The gray orc’s eyes gleamed. It raised a hand, and the six remaining orcs charged.

They came at him together, a wall of green and blue and red, their weapons raised, their mouths open in silent screams. Nero raised his sword, the white lightning flaring one last time.

He met them head-on.

He took the first orc through the chest, but its axe grazed his shoulder. He took the second through the throat, but its claws tore his arm. He spun, his blade cutting a red orc in half, and felt something crack in his ribs.

He was slowing. The white lightning was failing. But he did not stop.

He killed the fourth, the fifth, the sixth. Each kill cost him blood, cost him breath, cost him the strength that was already fading. By the time the sixth fell, he was on his knees, his sword buried in its chest, his body screaming.

The gray orc stood over him. It had not moved during the slaughter, had simply watched, waiting for this moment. It raised its hand, and Nero saw the truth in its eyes. It had let its soldiers die, had used them to wear him down, to bring him to this point.

Now it would kill him.

The gray orc’s hand came down, fingers extended like blades, aimed at his throat.

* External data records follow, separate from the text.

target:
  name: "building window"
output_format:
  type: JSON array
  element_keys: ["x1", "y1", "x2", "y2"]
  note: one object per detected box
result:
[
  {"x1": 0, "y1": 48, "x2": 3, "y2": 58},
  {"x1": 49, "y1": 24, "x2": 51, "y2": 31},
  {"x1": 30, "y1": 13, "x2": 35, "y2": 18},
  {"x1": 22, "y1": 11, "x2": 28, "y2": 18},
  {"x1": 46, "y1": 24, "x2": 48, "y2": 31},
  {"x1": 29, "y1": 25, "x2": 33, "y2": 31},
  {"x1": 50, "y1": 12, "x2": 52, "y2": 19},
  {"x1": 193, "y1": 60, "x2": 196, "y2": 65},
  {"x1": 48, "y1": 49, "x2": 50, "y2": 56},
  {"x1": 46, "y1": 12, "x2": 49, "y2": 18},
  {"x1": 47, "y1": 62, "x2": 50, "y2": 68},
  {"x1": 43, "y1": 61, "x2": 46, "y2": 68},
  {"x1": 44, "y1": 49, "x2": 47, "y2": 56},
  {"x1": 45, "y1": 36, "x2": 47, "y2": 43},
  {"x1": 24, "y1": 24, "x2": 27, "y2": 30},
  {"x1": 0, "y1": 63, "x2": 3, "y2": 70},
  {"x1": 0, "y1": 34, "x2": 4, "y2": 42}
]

Nero’s eyes flashed white.

The last of his lightning, all that remained, gathered in his free hand. Not as a sword, not as a storm waiting to be unleashed but just a ball of silent, white fire, small as an apple, bright as a star.

He thrust it into the gray orc’s chest.

’’!!!"

The creature’s eyes went wide. It opened its mouth to scream, but the white fire filled its lungs, its throat, its brain. It froze, a statue of flesh and bone, and then it fell.

Nero fell with it, his body collapsing, his sword slipping from his grip. He lay among the corpses, his chest heaving, his blood pooling on the scorched earth. The white lightning was gone. The field was silent.

He was alive.

The notification appeared, soft blue against the gray sky.

Second wave cleared.

Third wave approaching in thirty minutes.

Nero closed his eyes. His wounds were already healing, the earth law working through his flesh, knitting bone, sealing flesh. But it was slow. Too slow. He needed time.

Thirty minutes. It would have to be enough.

He lay there in the silence, breathing, waiting. The third wave was coming. And he would be ready. He had to be.